AOI member, Mick Marston was invited to create an image (below) for the new Fair Terms for Creators website, set up as part of the campaign seeking for creators to be treated more equally when issued with contracts by commissioners. Illustrators will be aware that they are often asked to agree to contract terms they do not consider fair, but do not believe they have equal bargaining power. AOI are closely involved with this campaign, which is part of the Creators’ Rights Alliance
Mick was asked to depict a writer, illustrator, fine artist, photographer, journalist, musician, composer and film director to cover the many areas that creators are involved in.

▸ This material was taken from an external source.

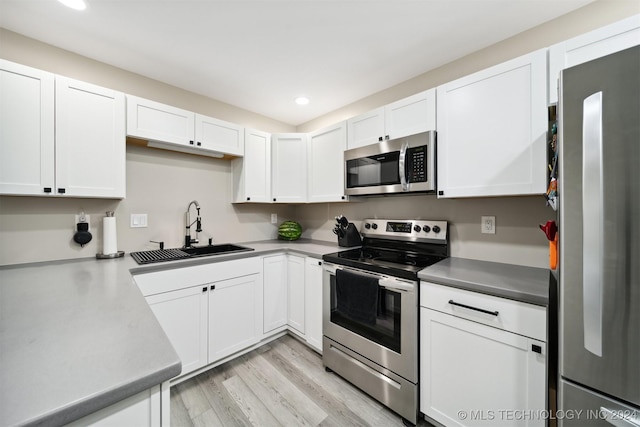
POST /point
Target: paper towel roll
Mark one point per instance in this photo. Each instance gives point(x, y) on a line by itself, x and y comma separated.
point(109, 238)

What are fair terms? The campaign for Fair Terms believe that there are seven areas of contract terms which need to be protected so that all creators, including members of the public who are often agreeing to contractual terms and conditions online, are protected when they sign a contract. These seven areas form the acronym CREATOR. They are all already in use elsewhere in the world or mirror existing consumer protection rights.
Clarity: Clear contracts, in written form, which transparently set out the exact scope of the rights granted / assigned / licensed and are timely and transparently negotiated.
Remuneration: Fair Remuneration. Equitable and unwaivable remuneration for each use / exploitation of work, to include ‘bestseller clauses’ so that if a work does far better than expected the creator shares in its success even if copyright was assigned.
Exploitation: An obligation of Exploitation for each mode of exploitation. Also known as the Use-it-or-Lose-it Clause. This is the French model
Accounting: Fair, understandable and proper Accounting clauses.
Terms: Reasonable contract Terms (time limits) with regular reviews where appropriate to take into account new forms of exploitation; underpinned by a reversion right where appropriate.
Ownership: Authors, including illustrators and translators, should be appropriately credited (cf metadata and ‘accurately credited somewhere’) for all uses of their work; the integrity of artistic works should be respected, and the Ownership of moral rights should be unwaivable.
Reasonable: All contracts should be subject to a general test of Reasonableness including a list of defined clauses which are automatically deemed to be void and a general safeguarding provision that any provision contrary to the requirement of good faith, causes a significant imbalance in the parties’ rights and obligations arising under the contract, to the detriment of the author shall be regarded as unfair.